Originally posted on The Sydney morning Herald (Source: Here)
By Vensa Poljak
More than $1 billion of bets against the Australian retail sector will be tested when the earnings season gets under way this week, underlining a difficult year for the stocks with the most to lose from Amazon’s entry.
Short exposure to Harvey Norman, JB Hi-Fi, Metcash and Myer is tracking at about $1.3 billion collectively, according to the latest data provided by the securities regulator. With double-digit short positioning for all of those names, including Myer where 16.5 per cent of the company is in the hands of shorts, any surprises could trigger a squeeze.

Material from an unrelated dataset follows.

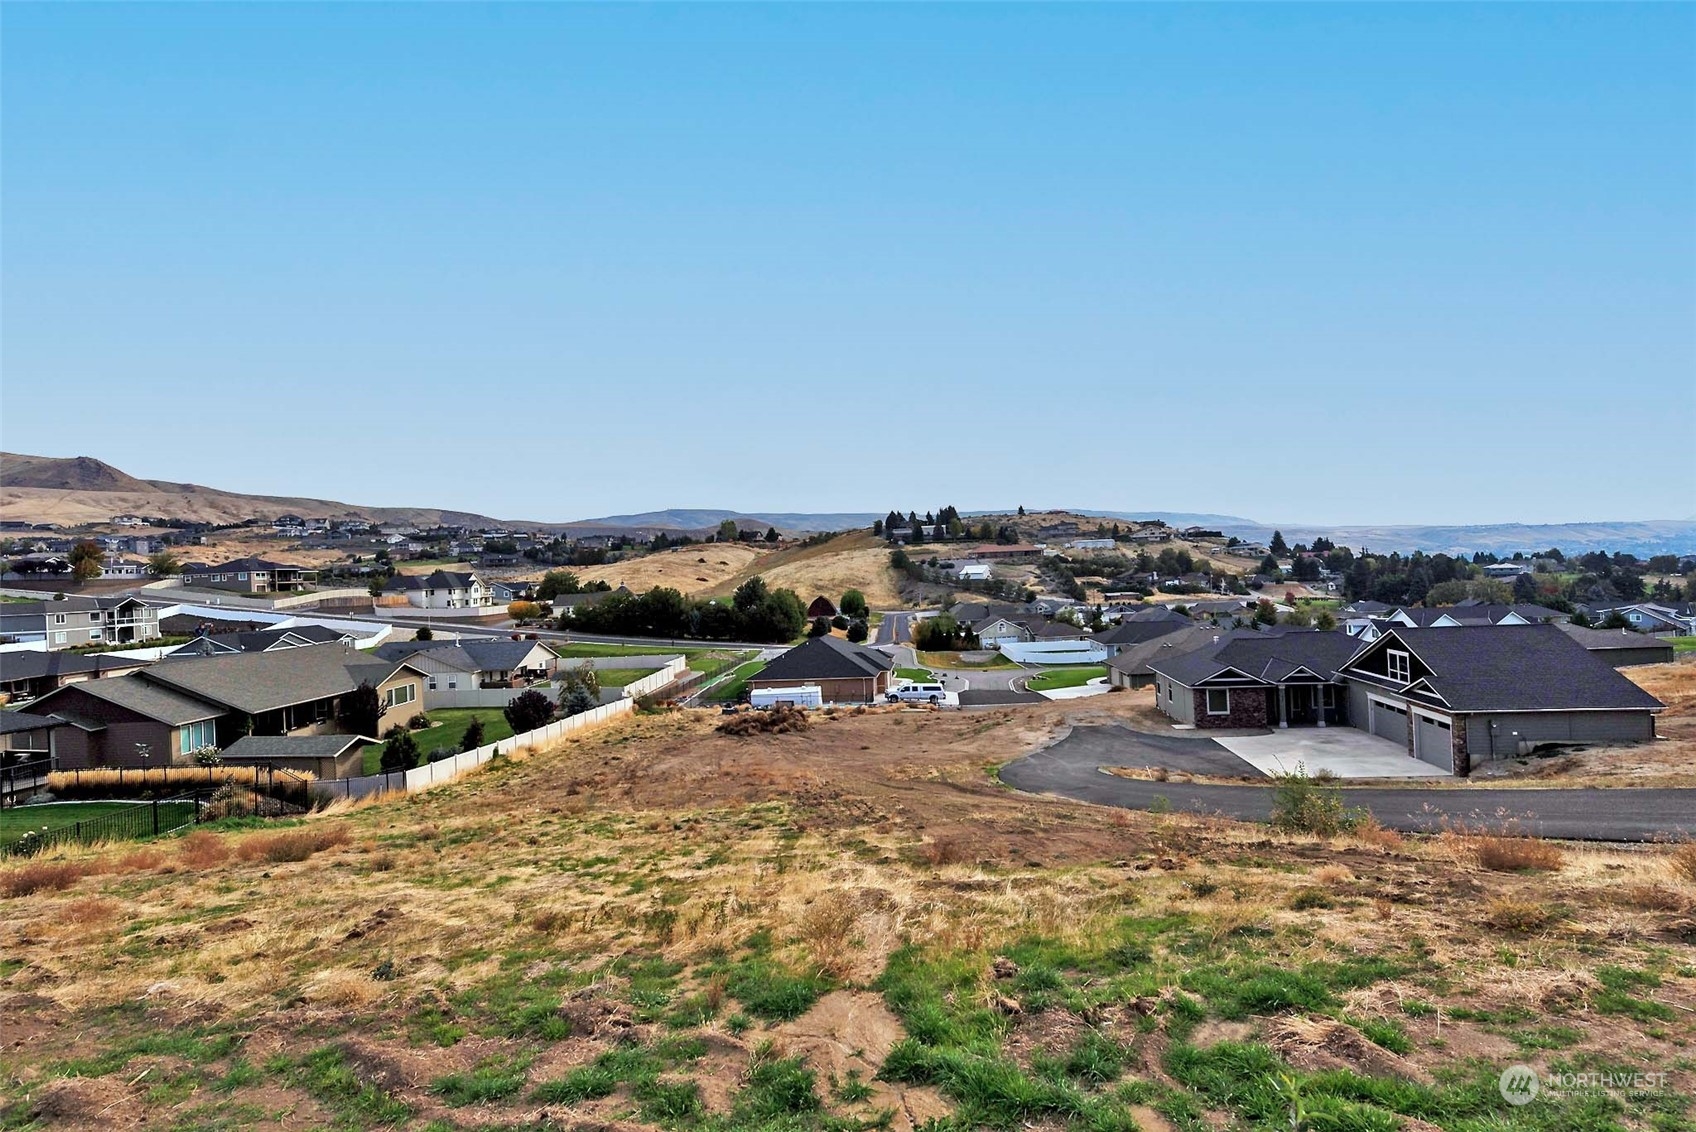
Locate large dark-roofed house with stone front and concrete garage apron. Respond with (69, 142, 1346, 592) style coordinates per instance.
(1150, 625, 1662, 776)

Increased price volatility has been a notable feature of recent earnings seasons. However, the stakes are higher for retailers whose outlook has been clouded by Amazon’s arrival, as well as nervousness linked to the housing market. The online giant has just settled on a former Bunnings distribution centre in Melbourne and it is said to be eyeing a purpose-built Goodman Group lease at Eastern Creek to service Sydney.
Fund managers say that the divergence of views in the retail sector makes it one of the few pockets of the market where consensus and reality are potentially misaligned. The shorts were vindicated when Myer downgraded forecasts earlier this month in an otherwise mild confession season that yielded upgrades from Adairs and Kogan.
Hysteria
“Going into reporting season the biggest stock price surprises are going to come from the most shorted stocks in the market,” said investor Reece Birtles from Martin Currie Australia. “Retailers have already performed strongly since peak hysteria from the Amazon threat in mid-June on the back of anecdotes of strong sales performance in categories like electronics and furniture.”

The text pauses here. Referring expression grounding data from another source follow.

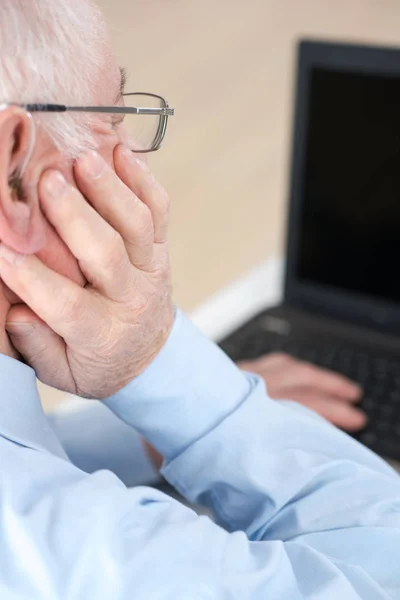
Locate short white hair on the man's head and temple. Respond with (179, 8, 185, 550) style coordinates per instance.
(0, 0, 107, 157)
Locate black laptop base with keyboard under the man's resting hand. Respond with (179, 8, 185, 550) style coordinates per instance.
(220, 305, 400, 460)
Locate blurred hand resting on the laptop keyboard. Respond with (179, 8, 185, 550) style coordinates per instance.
(239, 354, 366, 431)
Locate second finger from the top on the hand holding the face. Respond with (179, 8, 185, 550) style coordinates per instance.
(75, 150, 154, 270)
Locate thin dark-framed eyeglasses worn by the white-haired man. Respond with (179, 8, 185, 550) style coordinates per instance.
(19, 92, 175, 153)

In spite of this, short interest in discretionary retail is more than double its long-run average.
Overall, S&P/ASX 200 Index companies are heading for earnings per share growth of 13.1 per cent for 2016-17, fuelled by a recovery in resources, and 6.6 per cent for 2017-18. Industrials stocks still managed to eke out 7.8 per cent growth in the past year, according to Morgan Stanley’s analysis of consensus estimates.
The Australian sharemarket is ahead 0.65 per cent year to date, closing at 5702.81 points on Friday.

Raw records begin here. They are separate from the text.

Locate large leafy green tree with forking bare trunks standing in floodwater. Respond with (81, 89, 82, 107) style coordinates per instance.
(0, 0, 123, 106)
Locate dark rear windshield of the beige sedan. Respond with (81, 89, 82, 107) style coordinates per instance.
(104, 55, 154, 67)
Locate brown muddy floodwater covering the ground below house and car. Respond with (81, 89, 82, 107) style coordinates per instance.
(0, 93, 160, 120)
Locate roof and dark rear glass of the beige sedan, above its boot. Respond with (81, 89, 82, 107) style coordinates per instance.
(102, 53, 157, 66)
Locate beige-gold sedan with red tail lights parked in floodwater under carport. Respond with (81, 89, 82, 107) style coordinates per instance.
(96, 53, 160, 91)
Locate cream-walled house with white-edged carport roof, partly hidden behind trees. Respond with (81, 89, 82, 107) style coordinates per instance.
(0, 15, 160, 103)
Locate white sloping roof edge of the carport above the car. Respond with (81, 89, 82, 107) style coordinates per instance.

Big names to report this week include Rio Tinto, Suncorp, Crown Resorts and Tabcorp.
The extent of short positioning in highly regarded names is baffling to some investors. For example, 13.6 per cent of JB Hi-Fi is held short and the stock is down 9 per cent this year.
“We think JB Hi-Fi is a well-run, efficient company,” said long-short manager Tim Carleton from Auscap Asset Management. “They operate in a retail sales environment that is always competitive. As a new competitor, Amazon may well have an impact but we suspect the market’s reaction to the threat has been excessive.”
Brokers have tried to figure out how much damage Amazon will do based on its experience in the US, UK and some parts of Europe. Citigroup expects Amazon to grab 8 per cent of the consumer electronics market within five years of its Australian debut and 11 per cent in 10 years. Long-term earnings forecasts have been downgraded accordingly.
But Merrill Lynch analyst David Errington believes the market has swung too far and the “de-rating” in share prices was not supported by fundamentals. Retailers have been competing against eBay for years.
History is on the side of the longs. For the past seven years, the top 10 per cent of shorted stocks have outperformed the market 80 per cent of the time by an average of 2 per cent, Deutsche Bank equity strategist Tim Baker concluded in a report last week. But this is largely a trading strategy because outperformance fades quickly and is eroded within two months.
Fund manager Romano Sala Tenna from Katana Asset Management observes that hedge funds tend to be able to hold on longer than anyone realises.
“Some of these shorts might be found wanting but the short sellers seem to have a fairly high risk tolerance and a propensity to hold positions. To date they haven’t blinked,” he said.
“In a range-bound market the short sellers are still pretty comfortable. If we head into a market with a genuine breakout, then that gets more interesting.
“Metcash for example, if they’re on 20-something times it’s one thing, but if you’re on 12-times earnings compared to your peer group there’s a miscalculation there, especially given that they are number two now in hardware,” Mr Sala Tenna said. About 12 per cent of Metcash is held short, and the stock has advanced 14 per cent this year.
The Katana investor disagrees that more volatility, as the old adage suggests, is a gift for long-only managers.
“In theory it’s good because the bigger the dislocation the greater the opportunity, but in reality misplaced volatility’s not good for anyone.”
The retailers are heavily targeted but the biggest shorts, according to ASIC’s data, remain Orocobre at 19 per cent, Western Areas at 18 per cent, and Syrah Resources at 17.8 per cent. Nickel stocks, including Western Areas and Independence Group, have been suffered from on-again, off-again offshore production restrictions. Mr Birtles argues nickel “is one of the most undervalued commodities”.
Amazon shares hit a record high in the US last week where its results showed another quarter of booming sales and heavy reinvestment.